幸田文といえば高名な作家幸田露伴の娘だったが若くして嫁いだものの嫁ぎ先の商家は没落。中年すぎぐらいから随筆を書き始め、それで文学史でも高名な女流作家になったのだった。
そこで、はっと気がついた。幸田文には随筆を描く文章力が残されていたように、自分もある程度の文章を描く能力はあるではないかと。
学生時代からのメンタルヘルスの不調が原因で理系に進めなかったものの読書をしたり短大でレポートを書いたりして文章を書くのは得意なつもりだ。自分にはなにもないから理系の復習をして科学者だった父を偲ぶようなことをする必要はないのだ。そもそも、世の中には文章を書くのが苦手な人も大勢いる。
そこで、文章をもっと積極的に活用してもいいのではないかな?と思った。小説は不向きだが、随筆や考察を書いてみたり、新聞社や政党に投書する文章を書ける。文章を書くこと自体が自然すぎて、自分の能力の一部だと認識していなかった。
さらに一年経った水彩画教室でも絵が上達してきた。画才とまでは行かないが、そこそこ描ける素質はあったようだ。あの幸田文が随筆だけなのに自分はエッセイも下手ながら書けるし水彩画も描ける。「なんて贅沢な、これで十分だ」と思い直した。

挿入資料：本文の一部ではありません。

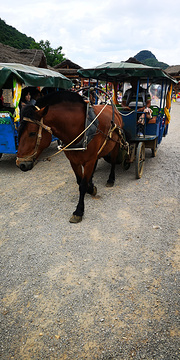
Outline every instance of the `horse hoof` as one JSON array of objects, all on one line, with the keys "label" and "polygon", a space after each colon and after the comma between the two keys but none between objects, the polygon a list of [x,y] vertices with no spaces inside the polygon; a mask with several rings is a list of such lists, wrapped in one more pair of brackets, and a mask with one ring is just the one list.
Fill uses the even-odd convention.
[{"label": "horse hoof", "polygon": [[78,215],[72,215],[69,222],[72,224],[77,224],[79,222],[82,221],[82,216],[78,216]]},{"label": "horse hoof", "polygon": [[96,186],[93,186],[93,192],[92,192],[92,196],[96,196],[97,194],[97,187]]},{"label": "horse hoof", "polygon": [[106,183],[106,187],[113,187],[114,186],[114,183],[113,182],[108,182]]}]

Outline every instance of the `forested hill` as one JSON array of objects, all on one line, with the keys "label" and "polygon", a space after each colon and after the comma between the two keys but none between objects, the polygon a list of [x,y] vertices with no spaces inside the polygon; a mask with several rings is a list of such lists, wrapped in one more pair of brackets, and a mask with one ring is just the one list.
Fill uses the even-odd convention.
[{"label": "forested hill", "polygon": [[14,27],[7,25],[4,20],[0,19],[0,42],[17,49],[29,49],[32,37],[28,37],[16,30]]},{"label": "forested hill", "polygon": [[152,54],[149,50],[142,50],[138,54],[134,56],[136,60],[140,61],[144,65],[152,66],[152,67],[160,67],[161,69],[166,69],[169,65],[158,61],[154,54]]}]

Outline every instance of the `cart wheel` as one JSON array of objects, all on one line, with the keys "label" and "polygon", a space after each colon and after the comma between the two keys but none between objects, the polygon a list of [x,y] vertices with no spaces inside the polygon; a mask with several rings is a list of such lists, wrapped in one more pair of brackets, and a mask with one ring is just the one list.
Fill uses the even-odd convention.
[{"label": "cart wheel", "polygon": [[157,139],[153,141],[153,147],[152,147],[152,157],[155,157],[157,155]]},{"label": "cart wheel", "polygon": [[140,179],[143,174],[145,161],[145,143],[140,142],[136,151],[136,179]]},{"label": "cart wheel", "polygon": [[0,153],[0,159],[2,158],[2,153]]}]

もちろん理系というか数学と物理学には興味と未練はある。でも、今さら学んでも仕方がないというのが父の意見である。半分以上納得である。趣味でやるなら学習しても自由だろうが、文章と水彩画のほうが伸びしろは確実にある。だったらそこに集中したほうが得策だろう。
理系の興味というか、幼い頃に憧れた科学者を目指すのは来世に取っておいて、残りの期間は文章と水彩画、それに余暇の読書に集中しよう。
文章を書くことを活かしたいし、絵も上達させて個展も開いてみたい。それが今のところの望みだ。欲をかきすぎた。もっと文章を書ける能力を大切に扱いたいと思う。